Me pierdo en Benarés, ciudad sagrada. No se trata de la sensación de sentirse perdido en mitad del misterio de la vida, sino de algo puntual a resolver con un mapa o con una pregunta al primero que pase. En esta ciudad santa de la India es frecuente: vine por allí, recuerdo aquel edificio, me paré en la esquina y al final, ninguna de las señas que intento hilar acaban orientándome.
Es un simple despiste, un encontrarme de golpe en un paisaje vital recién estrenado. Me levanté a las cuatro de la mañana para ver salir el Sol sobre el río Ganges y ha sido tan espectacular el hecho que me quedé sin coordenadas. En la orilla ciudadana del río ya trabajaban muchachas portando sobre sus cabezas espuertas de tierra que descargaban de un barco-gabarra. Eran las cariátides eternas que sostenían los dinteles sobre los que los pueblos suelen escribir su historia. No parecían venir de los montones de arena, sino de siglos, de milenios atrás avanzando hacia un futuro inalcanzable. Trajeron a mi memoria al lejano Juan Ramón con lo de «la chicharra sierra un pino al que nunca se llega». O algo así. Escribo de memoria en este garito en el que me he cobijado de las dudas del rumbo que tomaré para no seguir perdido. Percibo muchas miradas atentas a lo que hago, que indagan en silencio por qué me he metido en este barrio distante de cualquier ruta. Hay curiosidad en ellos, inseguridad en mí. Cuando me ven tomar un te en un chiringo y abrir la libreta de notas me cercan y por un momento me invade un temor que no conocía. Temor a nada. Temor a todo. Sensación. Vida, en suma. 

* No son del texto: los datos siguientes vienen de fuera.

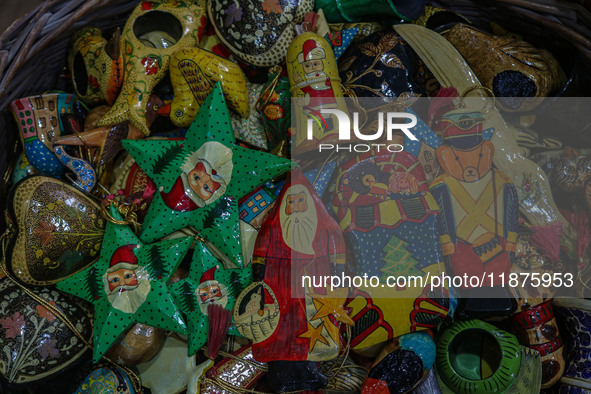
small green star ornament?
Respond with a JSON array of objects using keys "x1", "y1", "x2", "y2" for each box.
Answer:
[
  {"x1": 56, "y1": 206, "x2": 193, "y2": 362},
  {"x1": 170, "y1": 243, "x2": 251, "y2": 355},
  {"x1": 122, "y1": 82, "x2": 291, "y2": 268}
]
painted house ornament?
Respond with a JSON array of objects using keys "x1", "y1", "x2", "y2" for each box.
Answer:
[
  {"x1": 56, "y1": 206, "x2": 193, "y2": 361},
  {"x1": 122, "y1": 83, "x2": 291, "y2": 268}
]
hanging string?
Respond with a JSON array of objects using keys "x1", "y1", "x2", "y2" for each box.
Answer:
[{"x1": 0, "y1": 231, "x2": 143, "y2": 393}]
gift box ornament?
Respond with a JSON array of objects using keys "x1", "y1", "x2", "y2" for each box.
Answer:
[
  {"x1": 339, "y1": 31, "x2": 427, "y2": 99},
  {"x1": 4, "y1": 176, "x2": 104, "y2": 286},
  {"x1": 287, "y1": 32, "x2": 348, "y2": 155},
  {"x1": 207, "y1": 0, "x2": 314, "y2": 67},
  {"x1": 234, "y1": 169, "x2": 352, "y2": 392},
  {"x1": 98, "y1": 0, "x2": 206, "y2": 135},
  {"x1": 68, "y1": 27, "x2": 123, "y2": 106},
  {"x1": 10, "y1": 93, "x2": 76, "y2": 176},
  {"x1": 317, "y1": 0, "x2": 425, "y2": 23},
  {"x1": 331, "y1": 150, "x2": 449, "y2": 349},
  {"x1": 122, "y1": 83, "x2": 291, "y2": 268},
  {"x1": 361, "y1": 331, "x2": 436, "y2": 393},
  {"x1": 445, "y1": 24, "x2": 565, "y2": 112},
  {"x1": 436, "y1": 319, "x2": 542, "y2": 393},
  {"x1": 168, "y1": 47, "x2": 249, "y2": 128},
  {"x1": 56, "y1": 205, "x2": 193, "y2": 361},
  {"x1": 73, "y1": 366, "x2": 136, "y2": 394},
  {"x1": 0, "y1": 280, "x2": 93, "y2": 388}
]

Esta es la orilla que conecta con la ciudad. Por la opuesta sale el Sol trazando una raya de luz en las aguas; luego emerge de golpe y bota en el horizonte hasta posarse en él como una naranja madura. Los tonos rojizos invaden el marco y todas las religiones que tienen sus templos frente a su luz inician sus ritos con sus cánticos. Todo se puebla de una atmósfera extrema, misteriosa, mientras en las piras de leña montadas sobre la arena queman tres cadáveres y desde las barcazas depositan otros en el seno del río envueltos en el sudario con pesos atados al cuerpo.
Un conductor de bicicleta con carricoche me saca del ensimismamiento ofreciéndome el transporte. Le digo que deseo ir a un mercado que vi ayer al que no sabría llegar hoy. Él me indica que ocupe el asiento y se pone a pedalear, pero en el primer cruce de callejuelas chocamos con otro vehículo igual y le pido que vayamos los dos a pie junto a la bicicleta ‘hablando de conversación’, como diría mi amigo andevaleño. Me sabe raro que en el choque no haya habido disputa, ni siquiera una palabra más alta que otra; cada cual ha seguido su camino una vez comprobada la ausencia de daños físicos y en paz. Él quiere saber si en mi país ocurre así. Le digo que posiblemente los implicados se habrían enzarzado en una discusión, a veces con insultos o con desenlace violento. Él cree que es un error vivir crispados para que puedan saltar las reglas de convivencia a la mínima. Y con la charla hacemos el camino, extrañados ambos de cómo son algunas cosas en el país del otro.